In July 2018, the Rethinking Sexology project hosted an interdisciplinary workshop on ‘Sexpertise: Sexual Knowledge and the Public in the 19th and 20th Centuriesat the Devon and Exeter Institution. Organised by team member Dr Sarah Jones, in collaboration with Dr Hannah Charnock (University of Bristol) and Dr Ben Mechen (UCL/RHUL), the event brought together researchers from across the country to consider such themes as:

  • Forms of “popular” sexual expertise and knowledge, such as sex manuals, marriage guides, family planning and sexual health instruction, and advice columns in newspapers and magazines.
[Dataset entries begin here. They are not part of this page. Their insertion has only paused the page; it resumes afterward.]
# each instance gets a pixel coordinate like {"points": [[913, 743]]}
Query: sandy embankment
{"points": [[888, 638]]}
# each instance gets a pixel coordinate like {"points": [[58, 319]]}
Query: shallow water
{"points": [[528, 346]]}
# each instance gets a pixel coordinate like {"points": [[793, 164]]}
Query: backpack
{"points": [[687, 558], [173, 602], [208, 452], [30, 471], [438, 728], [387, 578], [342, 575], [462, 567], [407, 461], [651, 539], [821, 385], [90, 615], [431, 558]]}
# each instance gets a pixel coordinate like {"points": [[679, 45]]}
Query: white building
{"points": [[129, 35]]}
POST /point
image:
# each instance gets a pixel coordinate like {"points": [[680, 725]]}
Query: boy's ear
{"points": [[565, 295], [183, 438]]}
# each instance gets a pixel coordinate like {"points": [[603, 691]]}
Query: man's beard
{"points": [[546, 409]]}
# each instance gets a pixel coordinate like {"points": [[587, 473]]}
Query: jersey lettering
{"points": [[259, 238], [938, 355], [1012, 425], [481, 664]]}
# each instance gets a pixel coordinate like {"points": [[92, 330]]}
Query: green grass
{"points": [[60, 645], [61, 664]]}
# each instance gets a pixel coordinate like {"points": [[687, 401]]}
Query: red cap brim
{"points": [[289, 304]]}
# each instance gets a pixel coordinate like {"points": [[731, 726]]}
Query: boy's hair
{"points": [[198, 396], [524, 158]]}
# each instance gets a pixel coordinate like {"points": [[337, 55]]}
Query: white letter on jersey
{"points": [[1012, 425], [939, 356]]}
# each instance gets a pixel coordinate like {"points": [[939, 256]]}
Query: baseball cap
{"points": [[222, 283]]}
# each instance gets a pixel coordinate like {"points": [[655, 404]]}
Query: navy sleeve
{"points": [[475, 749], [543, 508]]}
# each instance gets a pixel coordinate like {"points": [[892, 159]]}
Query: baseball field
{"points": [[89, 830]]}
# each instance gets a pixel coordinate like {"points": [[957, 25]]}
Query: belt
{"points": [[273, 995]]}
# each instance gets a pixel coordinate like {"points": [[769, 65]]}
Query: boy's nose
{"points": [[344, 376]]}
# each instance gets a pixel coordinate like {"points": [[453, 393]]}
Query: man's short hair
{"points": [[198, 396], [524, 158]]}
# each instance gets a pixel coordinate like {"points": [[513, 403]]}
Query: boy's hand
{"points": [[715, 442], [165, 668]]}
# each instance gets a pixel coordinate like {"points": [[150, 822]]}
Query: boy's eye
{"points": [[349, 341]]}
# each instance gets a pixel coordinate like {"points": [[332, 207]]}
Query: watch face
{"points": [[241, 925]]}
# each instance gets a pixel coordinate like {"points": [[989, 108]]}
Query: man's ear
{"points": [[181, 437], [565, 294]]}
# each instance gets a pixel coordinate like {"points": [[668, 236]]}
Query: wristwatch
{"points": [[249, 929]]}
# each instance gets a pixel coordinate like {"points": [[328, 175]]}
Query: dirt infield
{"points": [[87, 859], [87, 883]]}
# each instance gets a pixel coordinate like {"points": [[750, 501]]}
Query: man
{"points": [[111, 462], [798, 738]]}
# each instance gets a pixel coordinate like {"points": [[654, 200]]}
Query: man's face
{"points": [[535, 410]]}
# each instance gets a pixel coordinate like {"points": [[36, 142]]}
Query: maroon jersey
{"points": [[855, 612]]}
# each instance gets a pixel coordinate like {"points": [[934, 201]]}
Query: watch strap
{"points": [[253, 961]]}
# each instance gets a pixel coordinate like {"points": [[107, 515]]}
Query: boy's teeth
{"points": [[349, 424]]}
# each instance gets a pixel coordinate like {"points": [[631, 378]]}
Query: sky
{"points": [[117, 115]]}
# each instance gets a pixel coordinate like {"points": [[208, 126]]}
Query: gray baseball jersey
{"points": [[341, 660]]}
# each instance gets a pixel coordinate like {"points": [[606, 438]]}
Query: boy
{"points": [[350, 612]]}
  • “Alternative” forms of sexual expertise/knowledge and the creation of sexual counterpublics, as well as the entrance of alternative forms of sexual knowledge into the cultural “mainstream”.
  • Professional or medical expertise/knowledge and its relationship with the broader public.
  • Sexual experience and subjectivity as forms of sexual expertise/knowledge.
  • The history of sexuality as itself a form of sexual knowledge/expertise aiming to shape public understandings of sex, sexuality and the sexual past.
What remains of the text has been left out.